Thumbs up; thumbs down
Excerpts of some of Roger Ebert's memorable reviews:
"CASABLANCA," 1941: There are greater movies. More profound movies. Movies of greater artistic vision or artistic originality or political significance. There are other titles we would put above it on our lists of the best films of all time. But when it comes right down to the movies we treasure the most, when we are - let us imagine - confiding in the secrets of our heart to someone we think we may be able to trust, the conversations sooner or later come around to the same seven words: "I really love Casablanca." "I do too."
"THE SILENCE OF THE LAMBS," 1991: If the movie were not so well-made, indeed, it would be ludicrous. Material like this invites filmmakers to take chances and punishes them mercilessly when they fail.
"TITANIC," 1997: James Cameron's 194-minute, $200 million film of the tragic voyage is in the tradition of the great Hollywood epics. It is flawlessly crafted, intelligently constructed, strongly acted and spellbinding. If its story stays well within the traditional formulas for such pictures, well, you don't choose the most expensive film ever made as your opportunity to reinvent the wheel.
"THE GODFATHER," 1972: Although the movie is three hours long, it absorbs us so effectively it never has to hurry. There is something in the measured passage of time as Don Corleone hands over his reins of power that would have made a shorter, faster moving film unseemly. Even at this length, there are characters in relationships you can't quite understand unless you've read the novel. Or perhaps you can, just by the way the characters look at each other.

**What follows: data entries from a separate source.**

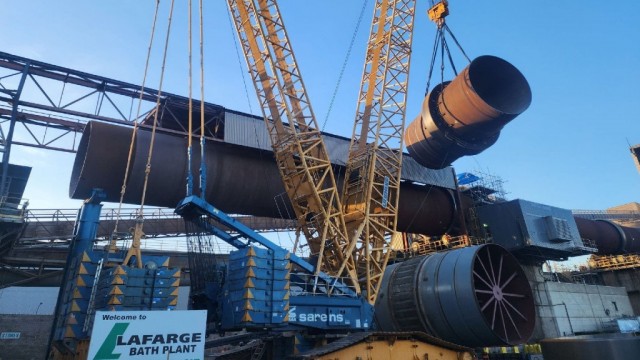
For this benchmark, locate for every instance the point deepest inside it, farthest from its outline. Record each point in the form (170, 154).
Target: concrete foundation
(565, 309)
(630, 280)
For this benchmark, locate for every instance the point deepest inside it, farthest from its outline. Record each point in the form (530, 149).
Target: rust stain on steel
(465, 116)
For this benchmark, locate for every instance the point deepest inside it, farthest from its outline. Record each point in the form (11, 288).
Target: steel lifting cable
(346, 60)
(203, 167)
(440, 44)
(135, 121)
(190, 145)
(147, 169)
(134, 249)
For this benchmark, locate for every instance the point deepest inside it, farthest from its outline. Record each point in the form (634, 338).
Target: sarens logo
(313, 317)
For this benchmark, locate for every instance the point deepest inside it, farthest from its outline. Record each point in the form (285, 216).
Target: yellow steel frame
(298, 147)
(372, 181)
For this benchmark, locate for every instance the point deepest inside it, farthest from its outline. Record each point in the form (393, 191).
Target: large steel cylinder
(465, 116)
(240, 180)
(475, 296)
(609, 237)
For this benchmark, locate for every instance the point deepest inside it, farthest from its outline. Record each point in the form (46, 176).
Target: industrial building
(390, 246)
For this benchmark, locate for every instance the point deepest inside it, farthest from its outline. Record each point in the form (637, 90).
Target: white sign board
(144, 335)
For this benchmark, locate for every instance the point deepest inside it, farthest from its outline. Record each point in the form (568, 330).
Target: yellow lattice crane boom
(372, 181)
(300, 153)
(349, 234)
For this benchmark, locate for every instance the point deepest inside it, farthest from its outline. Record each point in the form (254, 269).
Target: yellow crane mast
(372, 180)
(300, 153)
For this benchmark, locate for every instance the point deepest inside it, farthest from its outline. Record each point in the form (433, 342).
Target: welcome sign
(175, 335)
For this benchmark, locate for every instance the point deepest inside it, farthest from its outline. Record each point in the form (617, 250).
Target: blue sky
(569, 149)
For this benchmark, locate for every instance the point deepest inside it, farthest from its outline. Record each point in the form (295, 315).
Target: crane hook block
(438, 12)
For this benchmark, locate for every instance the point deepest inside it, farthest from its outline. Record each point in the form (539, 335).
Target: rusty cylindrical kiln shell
(240, 180)
(465, 116)
(609, 237)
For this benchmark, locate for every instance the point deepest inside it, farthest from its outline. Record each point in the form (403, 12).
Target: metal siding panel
(245, 130)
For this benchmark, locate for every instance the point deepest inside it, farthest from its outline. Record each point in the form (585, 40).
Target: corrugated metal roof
(246, 130)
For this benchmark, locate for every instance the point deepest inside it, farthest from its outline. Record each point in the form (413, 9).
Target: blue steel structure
(97, 280)
(266, 286)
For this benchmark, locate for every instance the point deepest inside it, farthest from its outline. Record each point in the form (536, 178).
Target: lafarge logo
(148, 335)
(109, 345)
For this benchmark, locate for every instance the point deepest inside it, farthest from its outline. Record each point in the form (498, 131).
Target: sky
(570, 149)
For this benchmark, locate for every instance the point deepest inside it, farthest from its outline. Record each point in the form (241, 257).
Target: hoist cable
(190, 136)
(135, 122)
(344, 64)
(453, 66)
(434, 53)
(203, 168)
(147, 169)
(446, 27)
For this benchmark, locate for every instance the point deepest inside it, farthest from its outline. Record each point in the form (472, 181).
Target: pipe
(240, 180)
(465, 116)
(609, 237)
(475, 296)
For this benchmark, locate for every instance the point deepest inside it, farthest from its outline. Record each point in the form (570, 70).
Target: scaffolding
(614, 262)
(423, 245)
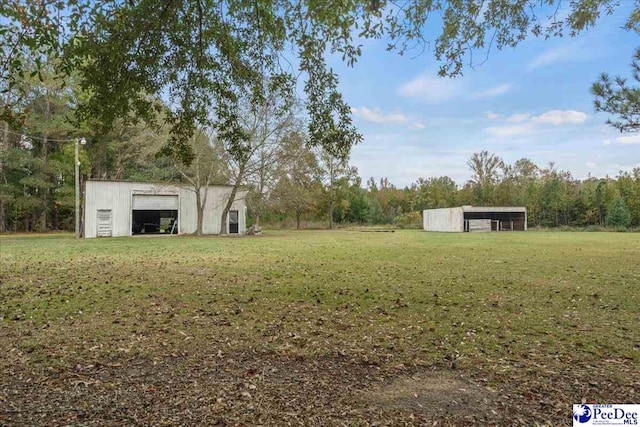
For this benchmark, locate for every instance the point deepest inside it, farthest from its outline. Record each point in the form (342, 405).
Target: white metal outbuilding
(117, 208)
(475, 218)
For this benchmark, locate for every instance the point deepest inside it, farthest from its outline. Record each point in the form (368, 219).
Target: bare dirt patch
(434, 394)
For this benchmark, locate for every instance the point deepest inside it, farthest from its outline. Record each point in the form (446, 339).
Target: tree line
(289, 181)
(203, 92)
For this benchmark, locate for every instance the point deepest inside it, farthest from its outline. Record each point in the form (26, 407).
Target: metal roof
(494, 209)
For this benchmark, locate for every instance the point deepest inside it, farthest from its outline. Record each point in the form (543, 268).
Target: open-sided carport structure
(117, 208)
(475, 218)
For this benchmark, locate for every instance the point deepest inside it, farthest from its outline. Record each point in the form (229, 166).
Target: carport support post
(78, 141)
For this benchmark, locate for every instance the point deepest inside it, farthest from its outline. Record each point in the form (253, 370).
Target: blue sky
(532, 101)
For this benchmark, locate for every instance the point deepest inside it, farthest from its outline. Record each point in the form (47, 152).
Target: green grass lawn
(316, 328)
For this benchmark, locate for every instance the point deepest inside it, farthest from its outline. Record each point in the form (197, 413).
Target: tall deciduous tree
(206, 169)
(203, 53)
(299, 187)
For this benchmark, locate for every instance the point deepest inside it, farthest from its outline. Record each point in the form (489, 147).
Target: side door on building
(105, 227)
(233, 222)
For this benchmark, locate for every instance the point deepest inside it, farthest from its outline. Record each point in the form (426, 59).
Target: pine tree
(619, 214)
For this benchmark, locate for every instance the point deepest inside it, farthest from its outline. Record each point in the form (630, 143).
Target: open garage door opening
(154, 214)
(154, 222)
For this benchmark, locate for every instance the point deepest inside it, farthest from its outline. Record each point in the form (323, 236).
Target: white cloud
(633, 139)
(510, 131)
(527, 124)
(377, 116)
(492, 92)
(565, 53)
(518, 118)
(561, 117)
(431, 89)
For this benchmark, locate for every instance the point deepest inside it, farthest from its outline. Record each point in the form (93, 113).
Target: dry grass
(299, 327)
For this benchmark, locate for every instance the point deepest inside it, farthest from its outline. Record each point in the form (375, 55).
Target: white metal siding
(160, 202)
(118, 197)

"KAZAAM," 1996: As for Shaquille O'Neal, given his own three wishes the next time, he should go for a script, a director and an interesting character.
"ISHTAR," 1987: Ishtar is a truly dreadful film, a lifeless, massive, lumbering exercise in failed comedy. ... This movie is a long, dry slog. It's not funny, it's not smart and it's interesting only in the way a traffic accident is interesting.
"HEAVEN'S GATE," 1980: It is so smoky, so dusty, so foggy, so unfocused and so brownish yellow that you want to try Windex on the screen.